In exchange, he offers the idea that we should have something that is an 'energy minimization' architecture; as I understand it, this would have a concept of the 'energy' of an entire response, and training would try and minimize that.

Which is to say, I don't fully understand this. That said, I'm curious to hear what ML researchers think about Lecun's take, and if there's any engineering done around it. I can't find much after the release of ijepa from his group.

1. zmmmmm ◴[] No.43369250[source]
So much of our fundamental scientific progress has been made by people who were considered crazy and their ideas delusional. Even mundane software engineering is done with layers of code review and automated tests because even the best engineers are still pretty bad at it.
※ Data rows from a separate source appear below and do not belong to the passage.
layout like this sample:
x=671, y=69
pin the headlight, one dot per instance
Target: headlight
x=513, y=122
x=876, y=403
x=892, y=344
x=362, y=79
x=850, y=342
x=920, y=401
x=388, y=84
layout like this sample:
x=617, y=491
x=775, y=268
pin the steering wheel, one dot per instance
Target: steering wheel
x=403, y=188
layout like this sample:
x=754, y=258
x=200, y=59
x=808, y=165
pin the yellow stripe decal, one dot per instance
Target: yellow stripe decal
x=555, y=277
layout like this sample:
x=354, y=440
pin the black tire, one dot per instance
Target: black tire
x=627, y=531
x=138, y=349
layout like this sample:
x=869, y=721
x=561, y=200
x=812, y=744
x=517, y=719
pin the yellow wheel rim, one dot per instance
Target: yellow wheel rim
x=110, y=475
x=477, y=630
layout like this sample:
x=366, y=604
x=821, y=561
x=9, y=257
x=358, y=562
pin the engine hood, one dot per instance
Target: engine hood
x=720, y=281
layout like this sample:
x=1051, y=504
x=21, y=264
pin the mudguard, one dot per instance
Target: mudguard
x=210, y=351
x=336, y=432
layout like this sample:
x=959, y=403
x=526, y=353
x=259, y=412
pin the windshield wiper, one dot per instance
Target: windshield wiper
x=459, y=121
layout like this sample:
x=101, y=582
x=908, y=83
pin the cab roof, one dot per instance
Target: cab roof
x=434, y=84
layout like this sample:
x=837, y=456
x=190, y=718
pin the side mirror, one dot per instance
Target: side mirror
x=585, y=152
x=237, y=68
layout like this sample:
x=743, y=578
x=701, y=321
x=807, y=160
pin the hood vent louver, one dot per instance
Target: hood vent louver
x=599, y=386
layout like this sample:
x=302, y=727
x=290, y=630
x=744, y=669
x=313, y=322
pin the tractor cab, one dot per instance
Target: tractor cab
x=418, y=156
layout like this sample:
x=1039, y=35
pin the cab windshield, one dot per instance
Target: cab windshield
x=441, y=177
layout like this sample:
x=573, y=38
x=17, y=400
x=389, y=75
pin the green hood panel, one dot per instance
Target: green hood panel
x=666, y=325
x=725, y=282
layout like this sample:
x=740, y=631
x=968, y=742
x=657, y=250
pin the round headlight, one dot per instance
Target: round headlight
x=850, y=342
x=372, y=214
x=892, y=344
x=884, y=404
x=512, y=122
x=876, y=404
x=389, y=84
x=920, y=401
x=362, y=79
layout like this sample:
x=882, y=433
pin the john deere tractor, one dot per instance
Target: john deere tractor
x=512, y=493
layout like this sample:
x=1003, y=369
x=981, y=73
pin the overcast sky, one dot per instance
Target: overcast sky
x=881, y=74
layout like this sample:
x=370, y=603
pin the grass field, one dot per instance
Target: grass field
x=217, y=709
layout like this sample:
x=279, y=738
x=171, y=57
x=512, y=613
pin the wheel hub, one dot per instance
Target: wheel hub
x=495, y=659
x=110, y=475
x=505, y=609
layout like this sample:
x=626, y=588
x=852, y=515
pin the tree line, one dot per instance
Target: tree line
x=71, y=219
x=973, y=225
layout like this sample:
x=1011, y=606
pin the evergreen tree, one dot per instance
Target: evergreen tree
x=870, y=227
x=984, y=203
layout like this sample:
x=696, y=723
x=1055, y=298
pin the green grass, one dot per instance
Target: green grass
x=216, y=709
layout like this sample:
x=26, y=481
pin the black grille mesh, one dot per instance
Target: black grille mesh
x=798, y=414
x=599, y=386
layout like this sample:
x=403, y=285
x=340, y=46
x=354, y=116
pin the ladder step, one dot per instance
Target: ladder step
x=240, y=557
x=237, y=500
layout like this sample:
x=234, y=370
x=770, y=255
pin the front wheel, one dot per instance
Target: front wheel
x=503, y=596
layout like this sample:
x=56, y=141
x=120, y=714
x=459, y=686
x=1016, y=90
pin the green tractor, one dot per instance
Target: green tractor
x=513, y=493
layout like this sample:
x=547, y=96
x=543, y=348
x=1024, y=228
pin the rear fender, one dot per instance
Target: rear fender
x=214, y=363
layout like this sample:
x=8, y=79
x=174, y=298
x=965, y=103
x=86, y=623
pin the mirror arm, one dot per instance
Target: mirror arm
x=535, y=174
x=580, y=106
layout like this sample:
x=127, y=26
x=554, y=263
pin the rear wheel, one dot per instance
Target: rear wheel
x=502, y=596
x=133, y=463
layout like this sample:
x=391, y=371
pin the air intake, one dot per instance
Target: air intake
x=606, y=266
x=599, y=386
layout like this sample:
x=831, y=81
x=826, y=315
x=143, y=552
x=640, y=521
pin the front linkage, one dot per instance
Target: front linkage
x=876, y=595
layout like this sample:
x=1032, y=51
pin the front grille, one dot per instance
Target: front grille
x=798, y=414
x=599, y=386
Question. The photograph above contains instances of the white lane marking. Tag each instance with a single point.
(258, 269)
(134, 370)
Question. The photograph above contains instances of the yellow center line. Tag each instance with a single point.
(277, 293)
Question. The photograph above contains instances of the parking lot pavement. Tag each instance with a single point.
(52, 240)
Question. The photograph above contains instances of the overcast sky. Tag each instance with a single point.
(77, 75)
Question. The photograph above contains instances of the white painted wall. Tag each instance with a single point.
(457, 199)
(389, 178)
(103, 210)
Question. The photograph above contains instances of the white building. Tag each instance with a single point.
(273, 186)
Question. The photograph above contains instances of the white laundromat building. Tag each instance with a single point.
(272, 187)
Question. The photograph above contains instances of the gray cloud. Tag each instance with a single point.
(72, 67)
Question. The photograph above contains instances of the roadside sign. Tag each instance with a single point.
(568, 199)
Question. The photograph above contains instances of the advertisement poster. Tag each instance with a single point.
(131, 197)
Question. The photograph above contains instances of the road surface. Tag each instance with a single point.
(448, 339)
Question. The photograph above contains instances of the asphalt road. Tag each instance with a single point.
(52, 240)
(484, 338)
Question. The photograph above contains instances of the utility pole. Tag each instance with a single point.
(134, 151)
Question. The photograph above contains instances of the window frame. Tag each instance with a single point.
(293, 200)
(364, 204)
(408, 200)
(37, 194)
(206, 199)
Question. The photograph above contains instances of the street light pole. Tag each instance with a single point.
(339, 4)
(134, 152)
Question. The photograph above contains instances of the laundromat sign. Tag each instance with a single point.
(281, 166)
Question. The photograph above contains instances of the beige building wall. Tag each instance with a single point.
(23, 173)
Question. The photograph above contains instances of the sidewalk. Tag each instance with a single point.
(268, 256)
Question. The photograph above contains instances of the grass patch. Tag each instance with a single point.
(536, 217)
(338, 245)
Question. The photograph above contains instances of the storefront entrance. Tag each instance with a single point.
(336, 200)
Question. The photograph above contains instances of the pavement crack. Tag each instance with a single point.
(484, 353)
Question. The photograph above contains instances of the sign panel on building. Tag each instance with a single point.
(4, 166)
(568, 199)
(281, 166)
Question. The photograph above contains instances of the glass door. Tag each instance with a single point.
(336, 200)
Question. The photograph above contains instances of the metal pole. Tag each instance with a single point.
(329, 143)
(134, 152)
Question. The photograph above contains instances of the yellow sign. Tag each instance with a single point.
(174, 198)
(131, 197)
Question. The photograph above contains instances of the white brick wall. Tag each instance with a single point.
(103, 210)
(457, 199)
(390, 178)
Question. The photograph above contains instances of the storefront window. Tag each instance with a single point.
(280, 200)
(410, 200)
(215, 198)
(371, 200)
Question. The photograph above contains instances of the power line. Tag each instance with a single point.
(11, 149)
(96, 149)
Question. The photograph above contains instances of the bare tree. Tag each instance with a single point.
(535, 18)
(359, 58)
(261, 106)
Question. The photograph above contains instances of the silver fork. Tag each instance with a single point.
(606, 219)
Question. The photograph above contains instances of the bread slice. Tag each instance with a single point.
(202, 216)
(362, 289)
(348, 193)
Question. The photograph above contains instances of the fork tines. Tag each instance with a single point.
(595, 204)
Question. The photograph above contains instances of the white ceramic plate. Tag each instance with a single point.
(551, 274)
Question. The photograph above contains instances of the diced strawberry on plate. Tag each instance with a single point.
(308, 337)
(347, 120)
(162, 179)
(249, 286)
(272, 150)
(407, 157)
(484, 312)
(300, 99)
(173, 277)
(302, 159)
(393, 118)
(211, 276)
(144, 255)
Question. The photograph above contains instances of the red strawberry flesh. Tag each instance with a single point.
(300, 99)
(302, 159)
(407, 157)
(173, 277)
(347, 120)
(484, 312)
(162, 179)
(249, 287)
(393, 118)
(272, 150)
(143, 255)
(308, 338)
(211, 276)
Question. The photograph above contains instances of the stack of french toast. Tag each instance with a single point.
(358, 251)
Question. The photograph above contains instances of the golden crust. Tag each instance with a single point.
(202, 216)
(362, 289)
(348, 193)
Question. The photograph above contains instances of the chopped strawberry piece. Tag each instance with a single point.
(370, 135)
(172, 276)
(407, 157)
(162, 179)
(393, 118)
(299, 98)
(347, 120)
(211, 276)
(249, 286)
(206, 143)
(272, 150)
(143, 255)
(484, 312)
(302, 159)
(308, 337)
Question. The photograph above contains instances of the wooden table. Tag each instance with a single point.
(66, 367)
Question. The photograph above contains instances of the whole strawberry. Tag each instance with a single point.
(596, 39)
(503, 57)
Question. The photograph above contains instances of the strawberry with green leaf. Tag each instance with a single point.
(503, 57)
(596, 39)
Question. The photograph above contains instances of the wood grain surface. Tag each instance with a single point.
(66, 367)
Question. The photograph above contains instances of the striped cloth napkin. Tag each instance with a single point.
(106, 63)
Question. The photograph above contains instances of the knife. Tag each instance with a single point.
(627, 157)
At a larger level, humanity itself seems to largely operate more like an ensemble method where many people in parallel solve problems and we empirically find who was "hallucinating".

Which is just to say, it feels to me like there's a danger that the stochastic nature of outputs is fundamental to true creative intelligence and all attempts to stamp it out will result in lower accuracy overall. Rather we should be treating it more like we do actual humans and expect errors and put layers of process around things where it matters to make them safe.